By July 27, 2011, Rauhauser declared that Patterico “looks to be a pretty good candidate for the planner/operator behind Weinergate.” Rauhauser’s ideé fixe — his bizarre delusion that Anthony Weiner was the victim of a conspiracy coordinated by Patterico — is a figment of his febrile imagination.

Yet when Rauhauser transmits these deranged and baseless claims via e-mail (and, as we have seen, he seems to do this routinely) he crosses a line between being a mere kook and being a slanderer. And when, as in his May 24 e-mail to Mike Stack and Jay Leiderman, Rauhauser attempts to orchestrate an unfounded nuisance suit against Patterico, he crosses another line into what would seem to be an interstate conspiracy to corrupt the justice system.

The e-mail published by Lee Stranahan shows Rauhauser not only falsely asserting that Patterico was “funding” Seth Allen and “used to work together” with O’Keefe, but furthermore saying that Allen, Walker, Ron Brynaert, Mike Stack and Michelle Lessick all have “psych[iatric] disabilities” or “mental difficulties.” Rauhauser says Stack “was steered to attack me – he’s another person on psych disability that Frey picked out and victimized” — an absolutely ludicrous smear.

Then we have Neal Rauhauser’s Game Plan Involving Velvet Revolution and Anonymous. It’s a post that documents an important comment by Rauhauser in which he claims he and a major player in the online hacking group Anonymous teamed up to back Velvet Revolution. (This is all stuff I have known about for months, but I appreciate Stacy’s energy in putting the story together at a time when I am too busy to do so.)

From the Rauhauser comment:

A few hours pass and then a very big dog from the Anonymous pen comes knocking, puzzled over why one crazy person with a Twitter account is so important.

People have a view that Anonymous is all crime, all the time, but that’s more properly the mysterious transnational behavior problem that is LulzSec. Most of the Anonymi are more interested in free speech and technology — “We don’t break into things, we break out of them”.

We start talking, comparing war stories clear back to the 1990s, and it turns out big dog and I didn’t know each other, but our circles did cross. Pretty soon an obscure IRC channel on an obscure network is full of people that went quiet ten years ago, all making popcorn and getting ready to watch the fun.

Fun? Absolutely — because now Anonymous understands that Velvet Revolution is the only victim of HBGary that has both standing and the will to pursue them.
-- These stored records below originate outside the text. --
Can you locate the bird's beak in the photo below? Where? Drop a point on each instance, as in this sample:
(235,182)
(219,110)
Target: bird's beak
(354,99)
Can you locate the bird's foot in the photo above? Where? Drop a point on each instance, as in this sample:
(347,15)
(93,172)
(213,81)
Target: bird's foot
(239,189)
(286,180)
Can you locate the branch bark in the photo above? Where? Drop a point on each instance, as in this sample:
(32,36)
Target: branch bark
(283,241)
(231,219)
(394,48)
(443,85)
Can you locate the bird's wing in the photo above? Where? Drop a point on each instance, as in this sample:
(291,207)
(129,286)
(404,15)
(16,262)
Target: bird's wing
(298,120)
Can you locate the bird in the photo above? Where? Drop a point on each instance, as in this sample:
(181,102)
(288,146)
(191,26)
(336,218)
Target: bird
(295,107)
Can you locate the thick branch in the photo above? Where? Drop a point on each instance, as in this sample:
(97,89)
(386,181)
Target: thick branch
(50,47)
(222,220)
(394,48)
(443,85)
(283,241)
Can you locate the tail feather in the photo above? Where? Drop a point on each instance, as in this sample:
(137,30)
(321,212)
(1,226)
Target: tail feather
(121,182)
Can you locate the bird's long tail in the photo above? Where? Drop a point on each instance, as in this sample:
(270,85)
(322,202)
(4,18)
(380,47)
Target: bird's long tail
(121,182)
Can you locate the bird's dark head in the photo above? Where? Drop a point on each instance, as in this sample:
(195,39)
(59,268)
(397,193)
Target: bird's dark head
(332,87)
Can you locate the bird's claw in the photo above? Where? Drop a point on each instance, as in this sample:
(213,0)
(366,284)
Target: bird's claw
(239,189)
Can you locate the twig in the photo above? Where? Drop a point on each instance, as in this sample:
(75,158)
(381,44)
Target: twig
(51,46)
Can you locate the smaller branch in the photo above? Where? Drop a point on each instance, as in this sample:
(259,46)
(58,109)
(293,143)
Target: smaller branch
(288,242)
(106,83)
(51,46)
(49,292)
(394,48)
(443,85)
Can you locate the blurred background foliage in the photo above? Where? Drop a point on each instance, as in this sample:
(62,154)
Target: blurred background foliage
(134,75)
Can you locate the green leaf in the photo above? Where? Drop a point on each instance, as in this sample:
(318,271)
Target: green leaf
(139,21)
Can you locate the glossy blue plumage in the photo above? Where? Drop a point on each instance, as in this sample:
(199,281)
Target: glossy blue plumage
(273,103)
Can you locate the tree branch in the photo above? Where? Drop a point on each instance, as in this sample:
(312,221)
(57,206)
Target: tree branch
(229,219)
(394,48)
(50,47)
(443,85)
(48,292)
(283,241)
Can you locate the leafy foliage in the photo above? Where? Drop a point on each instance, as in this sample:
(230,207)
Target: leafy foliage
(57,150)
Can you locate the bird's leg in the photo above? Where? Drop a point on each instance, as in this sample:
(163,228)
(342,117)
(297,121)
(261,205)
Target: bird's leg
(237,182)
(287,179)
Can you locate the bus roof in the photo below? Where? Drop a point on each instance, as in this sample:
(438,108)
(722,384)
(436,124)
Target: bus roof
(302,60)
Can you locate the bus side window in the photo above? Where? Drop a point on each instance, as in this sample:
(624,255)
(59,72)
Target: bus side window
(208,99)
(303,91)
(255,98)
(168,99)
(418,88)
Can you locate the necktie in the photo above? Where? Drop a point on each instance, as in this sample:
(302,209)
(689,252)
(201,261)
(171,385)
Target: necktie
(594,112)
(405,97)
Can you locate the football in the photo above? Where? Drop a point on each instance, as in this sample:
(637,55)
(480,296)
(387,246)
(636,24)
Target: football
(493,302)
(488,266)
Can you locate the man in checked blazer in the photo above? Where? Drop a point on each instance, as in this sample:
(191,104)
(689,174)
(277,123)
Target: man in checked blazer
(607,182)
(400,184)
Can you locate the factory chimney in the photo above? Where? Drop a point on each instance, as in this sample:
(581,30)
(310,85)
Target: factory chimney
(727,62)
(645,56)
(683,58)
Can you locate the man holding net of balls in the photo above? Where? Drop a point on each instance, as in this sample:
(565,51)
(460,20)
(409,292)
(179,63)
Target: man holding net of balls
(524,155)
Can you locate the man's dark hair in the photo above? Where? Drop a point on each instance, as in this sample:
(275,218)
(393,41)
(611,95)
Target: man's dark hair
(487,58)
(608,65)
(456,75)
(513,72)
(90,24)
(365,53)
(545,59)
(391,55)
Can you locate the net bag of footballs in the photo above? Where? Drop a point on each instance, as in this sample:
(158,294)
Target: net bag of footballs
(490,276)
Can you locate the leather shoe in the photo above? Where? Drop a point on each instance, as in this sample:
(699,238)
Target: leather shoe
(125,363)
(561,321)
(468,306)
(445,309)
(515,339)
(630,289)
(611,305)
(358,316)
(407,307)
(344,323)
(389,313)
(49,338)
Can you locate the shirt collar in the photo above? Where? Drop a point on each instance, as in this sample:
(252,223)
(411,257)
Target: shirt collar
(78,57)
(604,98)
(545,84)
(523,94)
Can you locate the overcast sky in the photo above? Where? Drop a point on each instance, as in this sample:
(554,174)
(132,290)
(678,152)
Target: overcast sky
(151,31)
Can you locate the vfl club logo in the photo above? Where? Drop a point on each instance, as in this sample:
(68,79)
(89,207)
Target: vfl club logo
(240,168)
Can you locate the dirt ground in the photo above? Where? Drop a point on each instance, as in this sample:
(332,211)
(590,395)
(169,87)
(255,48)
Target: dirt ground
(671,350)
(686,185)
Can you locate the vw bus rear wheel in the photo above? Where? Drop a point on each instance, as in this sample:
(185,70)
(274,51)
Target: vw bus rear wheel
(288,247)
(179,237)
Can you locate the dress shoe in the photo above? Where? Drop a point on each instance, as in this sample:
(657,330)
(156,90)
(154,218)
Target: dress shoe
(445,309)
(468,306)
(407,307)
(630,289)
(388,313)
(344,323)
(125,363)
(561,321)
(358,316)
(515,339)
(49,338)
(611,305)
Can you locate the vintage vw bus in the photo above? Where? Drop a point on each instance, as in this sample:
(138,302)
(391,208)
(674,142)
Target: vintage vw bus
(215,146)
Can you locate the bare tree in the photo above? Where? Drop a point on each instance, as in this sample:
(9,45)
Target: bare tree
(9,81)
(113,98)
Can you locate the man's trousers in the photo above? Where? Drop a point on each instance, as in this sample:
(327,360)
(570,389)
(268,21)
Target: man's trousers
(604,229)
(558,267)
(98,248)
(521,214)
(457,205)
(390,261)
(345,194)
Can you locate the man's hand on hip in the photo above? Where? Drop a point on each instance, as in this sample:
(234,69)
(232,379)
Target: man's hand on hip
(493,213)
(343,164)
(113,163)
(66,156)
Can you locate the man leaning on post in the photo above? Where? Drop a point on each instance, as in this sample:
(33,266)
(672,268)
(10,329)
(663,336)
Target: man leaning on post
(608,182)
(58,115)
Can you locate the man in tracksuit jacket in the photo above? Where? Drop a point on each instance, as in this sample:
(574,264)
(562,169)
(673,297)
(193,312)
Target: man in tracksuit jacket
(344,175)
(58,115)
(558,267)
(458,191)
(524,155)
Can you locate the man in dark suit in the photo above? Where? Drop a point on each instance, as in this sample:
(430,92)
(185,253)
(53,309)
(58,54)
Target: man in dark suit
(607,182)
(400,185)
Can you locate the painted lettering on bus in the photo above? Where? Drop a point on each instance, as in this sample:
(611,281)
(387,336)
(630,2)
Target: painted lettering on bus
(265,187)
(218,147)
They understand that Velvet Revolution has faced an organized smear that is pretty transparently attributable to Breitbart associates. And now there may well be a connection between the two.

McCain’s post, along with the Rauhauser comment it documents, explain much about how Rauhauser first came to contact Velvet Revolution. Also, you’ll be interested to see that Rauhauser claims to have written a report that was seen by members of Congress.

Which leads me back to that yet-unpublished email. You’ll be especially interested to see who Rauhauser claims to be working closely with now. Hint: it’s not Obama or anyone in Congress — but it is someone who is conducting an official criminal investigation of James O’Keefe.

Developing, as they say.

UPDATE: No sooner do I hit publish than I learn that the “yet unpublished email” has been published. This may be worth a separate post.